Fast-track deportations to be announced as part of asylum reforms
BBC | 17.11.2025 05:37
Plans to fast-track the deportations of illegal migrants as part of a sweeping reforms of the UK's asylum policy are to be announced by Home Secretary Shabana Mahmood.
In a statement to MPs on Monday she will outline plans to end multiple appeals against removal and for an overhaul of legislation on human rights law.
For those granted asylum they will only be given it on a temporary basis and will be returned home if their country is at any time deemed safe.

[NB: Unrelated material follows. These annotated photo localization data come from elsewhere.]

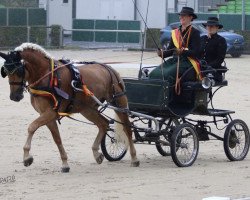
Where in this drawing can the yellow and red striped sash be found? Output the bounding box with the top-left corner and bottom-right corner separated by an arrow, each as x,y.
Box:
171,29 -> 202,80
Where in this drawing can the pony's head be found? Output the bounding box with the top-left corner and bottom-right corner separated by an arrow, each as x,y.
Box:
0,51 -> 25,102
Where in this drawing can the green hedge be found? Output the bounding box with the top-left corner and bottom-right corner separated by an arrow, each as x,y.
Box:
50,25 -> 62,47
0,26 -> 27,47
235,30 -> 250,53
0,25 -> 63,48
30,26 -> 47,45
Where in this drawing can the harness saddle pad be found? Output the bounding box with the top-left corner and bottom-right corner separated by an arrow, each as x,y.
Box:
59,59 -> 83,89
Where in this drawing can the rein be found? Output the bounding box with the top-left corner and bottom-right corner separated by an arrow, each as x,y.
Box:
27,61 -> 73,88
174,27 -> 192,95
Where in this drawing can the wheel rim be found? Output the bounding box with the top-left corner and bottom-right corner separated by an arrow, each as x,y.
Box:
227,122 -> 249,159
104,131 -> 127,159
174,127 -> 198,166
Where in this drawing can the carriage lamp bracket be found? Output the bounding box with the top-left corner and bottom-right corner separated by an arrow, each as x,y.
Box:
223,116 -> 229,124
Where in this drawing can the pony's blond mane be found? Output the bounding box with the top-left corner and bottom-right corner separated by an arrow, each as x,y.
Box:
14,43 -> 52,59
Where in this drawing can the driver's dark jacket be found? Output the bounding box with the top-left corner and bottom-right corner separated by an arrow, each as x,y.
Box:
163,25 -> 200,59
200,33 -> 227,69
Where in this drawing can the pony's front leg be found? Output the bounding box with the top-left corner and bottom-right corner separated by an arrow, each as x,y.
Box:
46,121 -> 70,173
23,110 -> 57,168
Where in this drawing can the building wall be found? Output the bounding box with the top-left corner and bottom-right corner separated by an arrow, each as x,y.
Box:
40,0 -> 72,30
76,0 -> 169,29
136,0 -> 167,29
76,0 -> 134,20
39,0 -> 229,31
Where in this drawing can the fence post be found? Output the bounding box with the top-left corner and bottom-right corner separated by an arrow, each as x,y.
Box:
6,8 -> 9,26
93,20 -> 96,42
27,26 -> 30,42
60,26 -> 63,47
26,8 -> 29,26
242,0 -> 246,31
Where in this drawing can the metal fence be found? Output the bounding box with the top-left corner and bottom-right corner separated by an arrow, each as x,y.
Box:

They will have to wait 20 years to apply to settle permanently.
Mahmood is also warn the UK will stop granting visas to people from three African countries if their governments do not improve co-operation on removals of illegal migrants.
Mahmood told the BBC on Sunday: "This is a moral mission for me, because I can see illegal migration is tearing our country apart, it is dividing communities."

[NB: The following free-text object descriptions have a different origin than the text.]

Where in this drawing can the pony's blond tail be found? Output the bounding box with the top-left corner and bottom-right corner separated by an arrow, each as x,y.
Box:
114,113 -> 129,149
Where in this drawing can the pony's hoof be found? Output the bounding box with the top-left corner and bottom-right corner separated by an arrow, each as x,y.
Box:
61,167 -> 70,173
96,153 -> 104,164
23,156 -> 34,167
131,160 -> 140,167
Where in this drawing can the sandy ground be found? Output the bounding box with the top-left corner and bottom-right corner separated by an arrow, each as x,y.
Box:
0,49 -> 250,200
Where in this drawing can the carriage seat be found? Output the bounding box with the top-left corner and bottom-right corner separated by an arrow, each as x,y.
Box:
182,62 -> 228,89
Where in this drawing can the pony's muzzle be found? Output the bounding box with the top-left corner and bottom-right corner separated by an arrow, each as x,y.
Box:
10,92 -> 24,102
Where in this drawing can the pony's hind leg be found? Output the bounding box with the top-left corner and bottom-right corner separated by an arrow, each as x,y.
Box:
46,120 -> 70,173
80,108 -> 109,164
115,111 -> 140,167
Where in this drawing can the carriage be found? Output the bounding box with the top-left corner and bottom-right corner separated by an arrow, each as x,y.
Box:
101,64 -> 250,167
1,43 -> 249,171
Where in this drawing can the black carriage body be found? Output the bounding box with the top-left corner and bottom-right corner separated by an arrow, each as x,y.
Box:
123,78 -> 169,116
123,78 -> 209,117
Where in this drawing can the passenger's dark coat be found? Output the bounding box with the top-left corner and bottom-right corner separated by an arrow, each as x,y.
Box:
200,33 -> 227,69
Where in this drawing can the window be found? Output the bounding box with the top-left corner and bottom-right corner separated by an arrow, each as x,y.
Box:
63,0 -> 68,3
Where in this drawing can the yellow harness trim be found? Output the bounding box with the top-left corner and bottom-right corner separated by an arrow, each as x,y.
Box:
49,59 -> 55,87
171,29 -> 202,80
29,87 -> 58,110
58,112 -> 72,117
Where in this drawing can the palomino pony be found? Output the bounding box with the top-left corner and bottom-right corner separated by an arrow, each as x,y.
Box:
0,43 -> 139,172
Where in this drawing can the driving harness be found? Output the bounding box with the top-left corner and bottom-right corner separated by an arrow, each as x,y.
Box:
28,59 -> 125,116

Conservative shadow home secretary Chris Philp said he would go further and deport failed asylum seekers "within a week".
The plans have prompted criticism from some Labour MPs, including Rachael Maskell, who said the government was going in "completely the wrong direction" on immigration.
The government wants to reduce the number of people arriving to the UK on small boats and the reforms aim to speed up deportations of failed asylum seekers and foreign criminals as well as make it more difficult for successful asylum seekers to remain.
Under the plans people will be restricted to arguing their grounds for appeal within a single appeal and if a case fails, they will be deported.
The government will follow the Danish model of creating an independent body to fast-track the deportation of foreign criminals and cases with little prospect of success through the appeals system.
As part of the reforms, Mahmood wants to overhaul how human rights legislation, including Article 8 of the European Convention on Human Rights (ECHR) which covers the right to family life, is applied in migration court cases.
Only those with immediate family in the UK, such as a parent or child, will be able to use Article 8 as grounds to stay.
The UK will join other countries in reforming Article 3 of the ECHR, which is designed to give people protection against inhuman or degrading treatment.
The government believes this has been used to support unreasonable claims, including serious criminals having their deportation blocked because their healthcare needs cannot be met.
Similarly, the Home Office said the Modern Slavery Act will be tightened up to prevent last-minute claims to block removal.
Illegal migration is 'dividing our country' says Mahmood
Prime Minister Keir Starmer said the reforms would stop "endless appeals" to increase the removals of "those with no right to be here".
Mahmood said the reforms recognised the "pace and scale" of immigration had destabilised and divided communities and would allow the government to ramp up the removal of those with no right to be in Britain.
She continued: "To maintain the generosity that allows us to provide sanctuary, we must restore order and control."
Earlier the home secretary told the BBC she would create new safe and legal routes for refugees through work and study routes.
Under the new measures there will be tighter restrictions placed on successful asylum seekers, who will have their case reviewed every two and a half years and if their home country is considered safe they will be returned.
A refugee will have to have been resident in the UK for 20 years, up from the current five years, in order to apply for permanent residence or indefinite leave to remain.
They will not be able to bring family members to join them unless they are immediate relatives, including parents and children, while housing and weekly allowances will also no longer be guaranteed for asylum seekers.
'Years of limbo'
Asylum claims in Britain are at a record high, with around 111,000 applications in the year to June 2025, according to official figures.
The appeals system currently has a backlog of more than 50,000 and a waiting time of at least a year.
There has also been criticism of the proposed reforms from within Labour, with Maskell saying lots of her fellow MPs were "really concerned".
She said it was important to have a robust human rights framework and described "reordering our relationship with the ECHR" as a "step too far".
Reform leader Nigel Farage said the home secretary "sounds like a Reform supporter".
"It's a shame that the Human Rights Act, ECHR and her own backbenchers mean that this will never happen," he added.
Liberal Democrats home affairs spokesperson Max Wilkinson said the government should "focus on processing claims quickly, getting them right first time, and swiftly deporting people with no right to be here".
Enver Solomon, chief executive at the Refugee Council, said rather than deter migrants, the 20-year time frame would "leave people in limbo and in tense anxiety for many, many years".
As first reported in the Times, the threat of the visa ban for Angola, Namibia and the Democratic Republic of Congo comes after thousands of illegal migrants and criminals from the three nations were said to be in the UK.
A Home Office source said the countries were being targeted "for their unacceptably low cooperation and obstructive returns processes".